VIGÍLIA DE PENTECOSTES
“..nós também, que temos as primícias do Espírito, estamos interiormente gemendo, aguardando a adoção filial e a libertação para o nosso corpo. Pois já fomos salvos, mas na esperança (spe salvi).” Rom 8,23-24.
Enquanto o homem vive na terra, embora redimido por Cristo, ainda não alcançou a redenção completa, definitiva, foi salvo em esperança como disse o apóstolo.

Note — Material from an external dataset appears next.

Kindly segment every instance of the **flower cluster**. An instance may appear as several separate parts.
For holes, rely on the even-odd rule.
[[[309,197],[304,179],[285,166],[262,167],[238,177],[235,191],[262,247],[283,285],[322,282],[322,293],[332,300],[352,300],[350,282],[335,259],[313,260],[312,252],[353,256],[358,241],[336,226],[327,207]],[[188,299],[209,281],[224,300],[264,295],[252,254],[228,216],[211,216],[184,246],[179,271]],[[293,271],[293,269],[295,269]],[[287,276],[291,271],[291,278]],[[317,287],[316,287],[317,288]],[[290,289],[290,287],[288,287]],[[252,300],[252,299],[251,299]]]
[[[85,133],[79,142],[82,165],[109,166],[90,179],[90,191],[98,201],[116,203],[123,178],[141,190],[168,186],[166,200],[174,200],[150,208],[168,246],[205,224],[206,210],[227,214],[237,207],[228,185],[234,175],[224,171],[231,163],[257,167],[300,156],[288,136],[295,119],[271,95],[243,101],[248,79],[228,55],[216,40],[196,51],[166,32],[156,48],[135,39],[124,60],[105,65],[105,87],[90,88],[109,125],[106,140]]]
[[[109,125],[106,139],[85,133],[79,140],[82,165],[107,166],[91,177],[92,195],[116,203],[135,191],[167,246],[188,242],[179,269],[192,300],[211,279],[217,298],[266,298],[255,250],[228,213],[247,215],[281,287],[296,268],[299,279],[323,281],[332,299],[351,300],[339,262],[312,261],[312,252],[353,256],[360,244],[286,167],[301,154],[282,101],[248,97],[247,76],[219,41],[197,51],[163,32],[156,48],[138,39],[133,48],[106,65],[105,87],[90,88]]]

Por outro lado o seu corpo ainda não foi glorificado como o de Cristo e isso constituí-se com as limitações inerentes à matéria e os defeitos da natureza ferida pelo pecado, a causa das grandes lutas e tribulações.
O sofrimento o acompanha durante toda a sua existência, é o processo de sua regeneração, o qual, iniciado com o batismo, vai-se completando, sob a moção do Espírito Santo, cujas primícias o homem já recebeu.
Portanto, mesmo sofrendo, o cristão não pode ser pessimista, o sofrimento não é em vão, as tribulações não são inúteis. Quando aceitas por amor a Deus são meios de crescimento, de regeneração,.
Pelo caminho da cruz, o Espírito Santo pode tornar o fiel semelhante a Cristo e levá-lo à santidade. Sofrimento é escola de santidade. Ressalvando aqui uma firme refutação ao masoquismo ou a qualquer comportamento doentio que busque o sofrimento pelo sofrimento, isso não faria sentido, nem bem algum. Mas diante dos sofrimentos inevitáveis da vida, podemos experimentar que “Deus em tudo concorre para o bem daqueles que o amam, …” Rom 8,28., de tudo podemos tirar um fim proveito.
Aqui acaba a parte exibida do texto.